13. Heavenly Creatures
İzleyici Yorumu: kate winsletin arzı endam ettiği ve iyi performans sergilediği,gerrçekliğinden dolayı seyirciyi diken diken eden peter jackson filmi
14. 10 Things I Hate About You
İzleyici Yorumu: çok güzel bir film
insanin ruhunu alip baska diyarlara götürüyor
herkesin en sevdigi film olmakla beraber
tsyd tarafindan yilin filmi seçilmisti
15. Some Mother’s Son
İzleyici Yorumu: gerçek dava adamlarını anlatan bir filmdir.izlenirken yürek burkulur gözler yaşarır kimsenin kimseye şartsız,acısız özgürlük vermeyeceğini öğretir bu film.defalarca izlenmesi gerekir.
16. Let The Right One In
İzleyici Yorumu: ben bu filmi diğer tüm vampir filmlerinden çok çok ayrı tutuyorum. bu film vampir filmlerine bambaşka bir boyut getirmiş. filmi göğüsleyen harika iki tane çocuk oyuncu var. filmi şaheser haline getirebilen, başrol oyuncularının çocuk olduğu filmler nadirdir. bu da nadir hazinelerden. kıyıda köşede kalmış enfes bir film. görüntü olarak, az replikle çok şey anlatabilmesi olarak izlemeye doyamadığım görsel şölen resmen. bol bol kar da var. bol bol psikolojik ögeler de barındırıyor. rahatsız eden, geren sahneler de oldukça fazla. harikulade bir psikolojik gerilim. film hakkında söyleyeceklerimi bitirip yazmama vesile olan haberi de iliştireyim. dizisi çıkıyormuş efendim. bol bol kar görme dileğiyle bekleyişe geçiyoruz.
17. They Came Together
İzleyici Yorumu: yeri geldiğinde bağırta çağırta güldüren, romantik komedilerle dalga geçen bir romantik komedi filmi.
not: adı da ayrıca yarmaktadır.
18. The Secret In Their Eyes
İzleyici Yorumu: hani bazı filmler izleyiciyi şaşırtır böyle tokat yemişe çevirir ya? işte bu film bildiğin dövüyor seyirciyi, böyle ağzına burnuna… yalnız dayağı yemek için biraz sabır gerekli.

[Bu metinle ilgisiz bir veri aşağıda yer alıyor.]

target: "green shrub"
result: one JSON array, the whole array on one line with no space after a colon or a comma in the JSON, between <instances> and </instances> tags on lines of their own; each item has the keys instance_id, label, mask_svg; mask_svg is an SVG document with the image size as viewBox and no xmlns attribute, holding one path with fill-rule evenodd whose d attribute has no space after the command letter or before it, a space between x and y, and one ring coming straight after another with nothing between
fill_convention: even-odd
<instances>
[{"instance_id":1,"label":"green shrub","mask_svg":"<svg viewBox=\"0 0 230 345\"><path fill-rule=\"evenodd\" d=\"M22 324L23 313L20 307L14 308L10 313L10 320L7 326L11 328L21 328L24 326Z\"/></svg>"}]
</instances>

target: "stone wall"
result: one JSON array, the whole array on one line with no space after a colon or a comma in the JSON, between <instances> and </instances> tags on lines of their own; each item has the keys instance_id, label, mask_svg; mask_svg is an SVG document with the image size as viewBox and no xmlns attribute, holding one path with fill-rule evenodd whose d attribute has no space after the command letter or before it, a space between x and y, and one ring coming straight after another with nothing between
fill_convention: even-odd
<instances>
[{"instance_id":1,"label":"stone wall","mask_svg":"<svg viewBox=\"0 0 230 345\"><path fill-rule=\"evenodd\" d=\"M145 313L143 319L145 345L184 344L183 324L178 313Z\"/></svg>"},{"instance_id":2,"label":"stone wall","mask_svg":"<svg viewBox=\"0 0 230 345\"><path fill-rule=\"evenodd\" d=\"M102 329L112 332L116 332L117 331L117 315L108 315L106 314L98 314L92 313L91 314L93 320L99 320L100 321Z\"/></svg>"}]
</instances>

filmin içeriği oldukça zengin, bence sırf bu yüzden birden fazla kez izlenmesi gerekiyor. ayrıca her ne kadar konsepti daha farklı olsa da bana bol bol memories of murder*’ı hatırlattı. kesinlikle kült bir film.
19. The Intouchables
İzleyici Yorumu: muhtemelen farkedilmeyecek ama farkedenler tarafından kesinlikle beğenilecek film. yüzümde, bazen kahkahalara dönen sürekli bir tebessümle izledim.
20. Gone Girl
İzleyici Yorumu: bir kadına eşya gibi davranılmaya başlandığı zaman kadının aldığı şeklin en uç noktası bu film. günümüzde ilişkilerde bile en minnoş kızı 3-5 ayda canavara çevirip “sen hastasın” diyerek ayrılan birçok erkek gördü bu gözler. kadın eşya değildir. kadınları delirtmeyin.
21. Billy Elliot
İzleyici Yorumu: yönetmenin anlatmak istediğini aşırıya kaçmadan anlattığı film. işçi-zengin çatışması veya baba ile oğlu arasındaki ilişki, hepsi tadında. filmi izledikten sonra dansetmemek imkansız. soundtrack mükemmel.